Sin embargo, sea cual sea el principio directivo del impulso reformador, sorprende la falta de comprensión detrás de la administración del proceso legislativo iniciado por la Nueva Mayoría. El debate en áreas tales como la reforma tributaria -y veremos cómo se da en la arena de la reforma electoral- sólo ha dado cuenta de una escasa disposición a dialogar y fraguar acuerdos que permitan que tanto la nueva institucionalidad sea asumidas como propia por todos los actores del proceso decisorio.
En políticas públicas, lo que se gana en impulso transformador, se pierde en la estabilidad temporal de las mismas. Basta que la correlación de fuerzas políticas cambie para que estas reformas se reviertan a la luz de las mayorías políticas circunstanciales. Para ningún país es deseable que materias tan sensibles queden sujetas a una dinámica pendular donde el ejercicio político se reduzca a la dialéctica del hacer y deshacer. Con esto, finalmente es la estabilidad del orden político y económico lo que se hipoteca.

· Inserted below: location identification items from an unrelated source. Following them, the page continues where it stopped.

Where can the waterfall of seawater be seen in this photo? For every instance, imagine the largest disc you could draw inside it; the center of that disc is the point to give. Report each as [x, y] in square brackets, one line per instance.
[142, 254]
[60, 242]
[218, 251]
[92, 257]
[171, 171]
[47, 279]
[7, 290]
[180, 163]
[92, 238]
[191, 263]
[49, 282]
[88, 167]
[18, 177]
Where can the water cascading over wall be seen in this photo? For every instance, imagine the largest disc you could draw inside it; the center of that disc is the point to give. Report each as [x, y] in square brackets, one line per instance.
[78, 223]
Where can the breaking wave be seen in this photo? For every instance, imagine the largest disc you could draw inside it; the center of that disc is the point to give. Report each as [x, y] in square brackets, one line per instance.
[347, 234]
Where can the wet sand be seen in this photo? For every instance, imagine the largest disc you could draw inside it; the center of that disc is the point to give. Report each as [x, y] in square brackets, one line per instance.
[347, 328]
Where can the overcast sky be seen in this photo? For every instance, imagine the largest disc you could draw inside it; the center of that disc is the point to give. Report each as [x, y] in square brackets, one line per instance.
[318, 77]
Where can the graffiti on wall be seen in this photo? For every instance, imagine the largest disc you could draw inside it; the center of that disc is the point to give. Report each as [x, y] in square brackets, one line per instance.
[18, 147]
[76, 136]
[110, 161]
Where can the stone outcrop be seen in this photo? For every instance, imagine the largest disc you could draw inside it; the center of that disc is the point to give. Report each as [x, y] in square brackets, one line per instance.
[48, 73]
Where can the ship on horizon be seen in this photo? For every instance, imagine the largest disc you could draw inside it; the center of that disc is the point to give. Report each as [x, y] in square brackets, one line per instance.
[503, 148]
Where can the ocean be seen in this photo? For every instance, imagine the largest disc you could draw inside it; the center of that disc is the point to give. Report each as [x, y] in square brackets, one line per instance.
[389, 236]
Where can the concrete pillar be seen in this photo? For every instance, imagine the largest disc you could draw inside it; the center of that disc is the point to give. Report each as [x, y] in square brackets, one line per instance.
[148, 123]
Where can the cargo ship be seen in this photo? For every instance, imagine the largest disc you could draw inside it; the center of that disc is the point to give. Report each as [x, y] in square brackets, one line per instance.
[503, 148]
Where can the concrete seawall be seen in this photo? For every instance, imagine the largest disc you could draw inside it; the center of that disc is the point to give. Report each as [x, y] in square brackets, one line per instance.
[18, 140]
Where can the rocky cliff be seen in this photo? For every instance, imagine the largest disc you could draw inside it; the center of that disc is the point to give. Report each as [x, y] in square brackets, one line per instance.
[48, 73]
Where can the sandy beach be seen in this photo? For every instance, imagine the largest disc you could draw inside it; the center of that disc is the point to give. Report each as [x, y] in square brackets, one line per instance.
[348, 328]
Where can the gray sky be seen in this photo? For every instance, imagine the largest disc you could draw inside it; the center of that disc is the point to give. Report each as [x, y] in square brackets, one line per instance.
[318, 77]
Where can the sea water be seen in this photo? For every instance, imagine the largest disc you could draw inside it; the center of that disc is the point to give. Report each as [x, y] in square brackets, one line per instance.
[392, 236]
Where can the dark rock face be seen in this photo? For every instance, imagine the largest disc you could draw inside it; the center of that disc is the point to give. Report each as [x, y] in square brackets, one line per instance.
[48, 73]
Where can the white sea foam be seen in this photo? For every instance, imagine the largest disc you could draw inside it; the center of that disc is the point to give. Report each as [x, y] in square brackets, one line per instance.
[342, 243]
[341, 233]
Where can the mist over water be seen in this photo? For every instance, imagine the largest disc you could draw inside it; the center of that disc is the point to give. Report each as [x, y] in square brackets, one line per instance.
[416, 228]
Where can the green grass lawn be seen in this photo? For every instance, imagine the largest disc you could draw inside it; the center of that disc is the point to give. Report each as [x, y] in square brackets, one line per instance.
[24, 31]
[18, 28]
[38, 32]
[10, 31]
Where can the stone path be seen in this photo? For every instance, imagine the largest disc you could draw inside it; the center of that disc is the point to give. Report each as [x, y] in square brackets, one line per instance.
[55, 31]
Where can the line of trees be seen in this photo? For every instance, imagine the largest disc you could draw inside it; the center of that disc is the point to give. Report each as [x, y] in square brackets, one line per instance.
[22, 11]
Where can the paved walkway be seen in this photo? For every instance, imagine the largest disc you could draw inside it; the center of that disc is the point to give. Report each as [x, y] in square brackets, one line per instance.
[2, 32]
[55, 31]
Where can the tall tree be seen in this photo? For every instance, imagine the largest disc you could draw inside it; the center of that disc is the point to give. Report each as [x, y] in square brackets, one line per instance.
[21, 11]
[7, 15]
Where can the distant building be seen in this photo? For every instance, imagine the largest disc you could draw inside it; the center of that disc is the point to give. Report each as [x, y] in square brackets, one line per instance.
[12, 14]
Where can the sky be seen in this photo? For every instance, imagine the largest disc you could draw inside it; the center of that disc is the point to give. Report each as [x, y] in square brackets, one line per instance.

En la Nueva Mayoría debieran comprender que si sus propuestas de reformas son legitimadas por todos los actores (mediante la incorporación de todas las visiones y la apertura a la negociación), serán parte de un legado político común y por ende reconocidas como parte constitutiva de un esfuerzo país general para mejorar nuestra institucionalidad. Por tanto, abrirse al diálogo podría ser incluso funcional a la proyección política de la Nueva Mayoría.